Büroda beni bekleyen ödevlerin üstesinden geliyorsam da, içten üzerime yüklerin altından kalkamıyorum. Yerine getirilmeyen her ödev de bir mutsuzluğa dönüşüp bundan böyle yakamı bırakmıyor.
Düşünce daima öndedir. Çok uzakları, şimdiki zamanda yaşayan bedenden çok daha uzağı görür.
Umudu ortadan kaldırmak, düşünceyi vücudun olduğu yere çekmektir. Oysa vücut çürümeye mahkûmdur.

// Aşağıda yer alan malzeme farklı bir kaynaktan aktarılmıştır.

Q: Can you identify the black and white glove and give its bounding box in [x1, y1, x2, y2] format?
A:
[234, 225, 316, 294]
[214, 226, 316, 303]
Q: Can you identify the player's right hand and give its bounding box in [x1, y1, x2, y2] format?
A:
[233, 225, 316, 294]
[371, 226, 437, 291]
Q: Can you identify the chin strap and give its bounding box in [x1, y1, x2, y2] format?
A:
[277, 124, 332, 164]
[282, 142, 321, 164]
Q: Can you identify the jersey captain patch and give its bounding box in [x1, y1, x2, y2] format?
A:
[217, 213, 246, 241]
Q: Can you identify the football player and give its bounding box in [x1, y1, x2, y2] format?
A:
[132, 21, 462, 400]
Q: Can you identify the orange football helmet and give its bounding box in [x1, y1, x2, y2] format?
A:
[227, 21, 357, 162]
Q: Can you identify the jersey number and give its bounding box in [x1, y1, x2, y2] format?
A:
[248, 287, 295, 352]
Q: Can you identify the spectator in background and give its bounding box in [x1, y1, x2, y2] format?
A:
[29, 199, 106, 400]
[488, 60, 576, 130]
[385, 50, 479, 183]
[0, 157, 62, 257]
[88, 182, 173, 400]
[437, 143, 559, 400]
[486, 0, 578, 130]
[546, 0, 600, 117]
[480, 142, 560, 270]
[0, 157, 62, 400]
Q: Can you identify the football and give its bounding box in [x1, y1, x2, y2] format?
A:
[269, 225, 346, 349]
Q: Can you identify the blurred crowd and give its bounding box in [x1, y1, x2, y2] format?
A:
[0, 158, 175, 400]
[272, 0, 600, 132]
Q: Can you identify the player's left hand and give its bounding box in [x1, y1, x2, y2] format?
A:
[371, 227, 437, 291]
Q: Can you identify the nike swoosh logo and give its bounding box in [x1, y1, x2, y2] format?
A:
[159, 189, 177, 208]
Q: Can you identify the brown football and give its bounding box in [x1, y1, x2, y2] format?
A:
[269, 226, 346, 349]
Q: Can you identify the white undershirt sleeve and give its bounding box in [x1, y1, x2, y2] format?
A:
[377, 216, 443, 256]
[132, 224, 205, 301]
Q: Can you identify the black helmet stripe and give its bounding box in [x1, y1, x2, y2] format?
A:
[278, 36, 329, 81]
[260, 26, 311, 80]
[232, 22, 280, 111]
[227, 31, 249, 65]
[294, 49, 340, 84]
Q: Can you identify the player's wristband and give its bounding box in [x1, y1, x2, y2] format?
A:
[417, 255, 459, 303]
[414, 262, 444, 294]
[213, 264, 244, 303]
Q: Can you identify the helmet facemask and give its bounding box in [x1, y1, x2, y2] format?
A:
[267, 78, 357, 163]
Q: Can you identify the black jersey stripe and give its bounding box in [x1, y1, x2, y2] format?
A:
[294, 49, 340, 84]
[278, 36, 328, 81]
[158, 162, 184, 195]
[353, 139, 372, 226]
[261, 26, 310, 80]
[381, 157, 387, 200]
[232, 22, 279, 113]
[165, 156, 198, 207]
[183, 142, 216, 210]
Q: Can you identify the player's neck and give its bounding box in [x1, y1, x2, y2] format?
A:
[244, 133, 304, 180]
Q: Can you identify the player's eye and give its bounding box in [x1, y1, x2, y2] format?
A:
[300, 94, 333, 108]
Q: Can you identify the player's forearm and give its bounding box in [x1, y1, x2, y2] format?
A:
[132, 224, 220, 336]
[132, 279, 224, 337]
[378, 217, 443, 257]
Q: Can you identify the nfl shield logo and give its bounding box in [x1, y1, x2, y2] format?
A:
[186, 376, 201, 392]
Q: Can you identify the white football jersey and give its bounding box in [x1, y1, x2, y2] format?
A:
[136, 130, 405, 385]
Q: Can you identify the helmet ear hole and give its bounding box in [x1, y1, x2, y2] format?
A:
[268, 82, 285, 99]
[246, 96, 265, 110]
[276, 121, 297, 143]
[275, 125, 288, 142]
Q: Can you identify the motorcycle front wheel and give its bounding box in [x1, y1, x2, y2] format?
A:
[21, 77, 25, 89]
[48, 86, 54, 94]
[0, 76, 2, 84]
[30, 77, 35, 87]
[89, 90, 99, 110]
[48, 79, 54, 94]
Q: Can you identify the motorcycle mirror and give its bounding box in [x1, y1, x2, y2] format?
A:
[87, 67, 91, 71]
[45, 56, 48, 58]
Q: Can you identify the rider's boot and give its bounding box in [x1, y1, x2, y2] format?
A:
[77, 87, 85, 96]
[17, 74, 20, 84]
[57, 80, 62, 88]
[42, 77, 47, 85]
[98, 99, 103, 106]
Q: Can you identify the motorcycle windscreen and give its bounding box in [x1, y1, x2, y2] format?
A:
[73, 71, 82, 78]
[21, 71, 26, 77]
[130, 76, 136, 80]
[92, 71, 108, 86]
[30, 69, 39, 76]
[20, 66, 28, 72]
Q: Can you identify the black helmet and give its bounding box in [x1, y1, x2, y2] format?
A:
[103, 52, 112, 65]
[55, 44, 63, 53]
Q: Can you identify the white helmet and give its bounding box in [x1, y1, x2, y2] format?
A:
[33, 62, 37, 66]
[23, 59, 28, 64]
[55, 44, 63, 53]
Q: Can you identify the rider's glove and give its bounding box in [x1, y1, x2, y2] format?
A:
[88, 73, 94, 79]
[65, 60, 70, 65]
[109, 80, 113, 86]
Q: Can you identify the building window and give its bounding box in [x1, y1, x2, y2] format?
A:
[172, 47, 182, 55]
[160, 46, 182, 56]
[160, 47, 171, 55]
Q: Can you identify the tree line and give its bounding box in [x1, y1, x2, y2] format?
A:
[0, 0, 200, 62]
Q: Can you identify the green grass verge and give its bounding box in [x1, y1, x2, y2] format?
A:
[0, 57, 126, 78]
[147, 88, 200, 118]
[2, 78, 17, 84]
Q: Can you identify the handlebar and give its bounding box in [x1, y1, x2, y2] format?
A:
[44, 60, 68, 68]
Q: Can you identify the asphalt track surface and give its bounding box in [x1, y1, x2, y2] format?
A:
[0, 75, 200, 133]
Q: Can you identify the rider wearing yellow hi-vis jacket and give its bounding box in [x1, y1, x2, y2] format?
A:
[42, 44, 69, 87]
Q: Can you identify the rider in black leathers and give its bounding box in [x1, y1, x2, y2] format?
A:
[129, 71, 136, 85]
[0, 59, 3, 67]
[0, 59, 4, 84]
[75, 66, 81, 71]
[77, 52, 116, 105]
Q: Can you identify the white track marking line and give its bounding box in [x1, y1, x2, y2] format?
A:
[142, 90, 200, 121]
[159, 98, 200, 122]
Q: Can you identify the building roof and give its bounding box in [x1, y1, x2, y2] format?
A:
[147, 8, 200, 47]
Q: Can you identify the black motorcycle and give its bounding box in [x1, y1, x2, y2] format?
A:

Ailevi koşullar bir yana, yapıtlarımın ancak yavaş bir tempoyla yazılmasıdan ve kendilerine özgü karakterleridnen ötürü geçimimi edebiyatla sağlamam düşünülemez; kaldı ki, sağlık durumum ve karakterim, kendimi en fazla belirsiz bir yaşamın kucağına atmamı önlüyor. Bu yüzden, bir sigorta kurumunda çalışıyorum. Ne var ki, her iki uğraş birbiriyle bağdaşmıyor. Birindeki en küçük mutluluk, ötekinde büyük bir mutsuzluğa yol açıyor.